Prime Minister Stephen Harper looks out the cockpit of CF001 at the Hayes River during a fly past of the York Factory national historic site of Canada on route from Whitehorse, Yukon to Ottawa on Friday Aug. 27, 2010.
Credits: Sean Kilpatrick/QMI AGENCY
OTTAWA - Canada's western natural resource industry may soon be joined by a new emerging commodities powerhouse - the Arctic.
There's plenty of untapped wealth north of 60, said Conference Board of Canada economist Jacqueline Palladini.
According to the research agency's statistics, mining industry output in Nunavut is projected to expand five per cent this year and in the double digits by 2017.
Production in the Northwest Territories' diamond industry is considered "mature" and expected to slow overall mining output in the next 15 years - but output is still forecast to grow 12.6% in 2012.
And the Yukon is ground zero for the northern mining boom, with the industry's development expected to drive the territory's economy for the next decade.
Palladini called the Yukon "the star of metal mining development in the north right now," with mining output this year jumping 31% over 2011 levels.
"Which is huge," she noted.
On Monday, Prime Minister Stephen Harper heads on his seventh annual Arctic trek, landing first in the Yukon where the focus will be resource wealth and its development.
"I don't think we've made any secret that we're going to bring prosperity to the North," Harper spokesman Andrew MacDougall said.
On Tuesday, Harper will visit one of the region's rising stars - the copper and gold concern of Minto Mine, north of Whitehorse.
He'll also stop by Norman Wells,N.W.T., an oil drilling and exploration hub that carries a traditional First Nation's name that translates into "where there is oil."
Still, developing the new frontier is expected to face several barriers.
Researchers believe about a quarter of the world's undiscovered oil and gas supplies lie under the Arctic ice, but Palladini is skeptical any full scale extraction operations will take place over the next 15 years - the limit of her projections.
She also cited a host of hurdles to the North reaching its full economic potential.

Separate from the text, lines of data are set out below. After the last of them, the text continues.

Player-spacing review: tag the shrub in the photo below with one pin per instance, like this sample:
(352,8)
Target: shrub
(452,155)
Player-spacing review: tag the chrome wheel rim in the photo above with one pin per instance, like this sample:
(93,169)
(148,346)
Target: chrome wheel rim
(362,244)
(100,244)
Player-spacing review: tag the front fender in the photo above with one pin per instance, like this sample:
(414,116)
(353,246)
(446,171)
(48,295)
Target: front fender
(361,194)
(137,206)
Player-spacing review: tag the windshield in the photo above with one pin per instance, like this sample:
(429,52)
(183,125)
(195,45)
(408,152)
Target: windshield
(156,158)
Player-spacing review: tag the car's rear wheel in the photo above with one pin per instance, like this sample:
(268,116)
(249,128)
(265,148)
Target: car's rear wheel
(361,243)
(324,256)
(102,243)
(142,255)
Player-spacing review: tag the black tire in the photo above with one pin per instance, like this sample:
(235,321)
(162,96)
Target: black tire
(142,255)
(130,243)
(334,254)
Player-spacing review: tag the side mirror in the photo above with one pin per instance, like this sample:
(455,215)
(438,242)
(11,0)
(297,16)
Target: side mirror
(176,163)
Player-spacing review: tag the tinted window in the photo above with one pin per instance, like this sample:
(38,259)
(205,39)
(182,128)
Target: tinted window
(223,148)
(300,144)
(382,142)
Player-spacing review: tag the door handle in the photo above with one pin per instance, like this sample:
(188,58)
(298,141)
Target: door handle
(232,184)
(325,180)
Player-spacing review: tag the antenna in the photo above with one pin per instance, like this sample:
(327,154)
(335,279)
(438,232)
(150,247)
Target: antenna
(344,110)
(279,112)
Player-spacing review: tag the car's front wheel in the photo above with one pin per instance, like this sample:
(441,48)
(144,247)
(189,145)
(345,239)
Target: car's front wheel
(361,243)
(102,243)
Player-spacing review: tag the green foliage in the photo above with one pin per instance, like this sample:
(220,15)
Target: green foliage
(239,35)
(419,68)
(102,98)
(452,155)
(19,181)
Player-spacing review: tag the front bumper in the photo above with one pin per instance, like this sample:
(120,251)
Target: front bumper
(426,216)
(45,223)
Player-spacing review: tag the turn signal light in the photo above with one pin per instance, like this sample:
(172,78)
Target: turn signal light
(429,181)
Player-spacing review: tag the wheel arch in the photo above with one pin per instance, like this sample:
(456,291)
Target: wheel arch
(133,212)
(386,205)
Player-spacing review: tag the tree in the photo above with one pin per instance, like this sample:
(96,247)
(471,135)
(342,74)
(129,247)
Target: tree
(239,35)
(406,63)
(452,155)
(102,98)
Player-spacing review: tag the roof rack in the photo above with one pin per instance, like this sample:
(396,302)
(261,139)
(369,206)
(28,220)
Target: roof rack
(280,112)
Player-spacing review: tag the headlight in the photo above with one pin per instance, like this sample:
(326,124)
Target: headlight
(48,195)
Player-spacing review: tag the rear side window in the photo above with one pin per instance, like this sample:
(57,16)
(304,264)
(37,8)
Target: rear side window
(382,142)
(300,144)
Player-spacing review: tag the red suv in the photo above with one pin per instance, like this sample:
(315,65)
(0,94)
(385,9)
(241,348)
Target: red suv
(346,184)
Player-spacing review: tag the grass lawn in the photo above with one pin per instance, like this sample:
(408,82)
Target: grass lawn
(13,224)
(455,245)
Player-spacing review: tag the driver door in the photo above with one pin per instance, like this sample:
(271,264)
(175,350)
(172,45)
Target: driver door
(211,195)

"Definitely the number one challenge is finding the qualified labour that's required to operate these mines in remote areas with a limited population to draw from," she said.
Critics also cite the high cost of living and a need for more basic adult education as problems facing the North, along with unprecedented changes to its warming climate and fragile environment.
MacDougall conceded there were challenges.
"It is a challenge logistically in the North, whether you're building roads, or whether you're trying to get these resources out," he said. "There's investments in infrastructure that have to happen."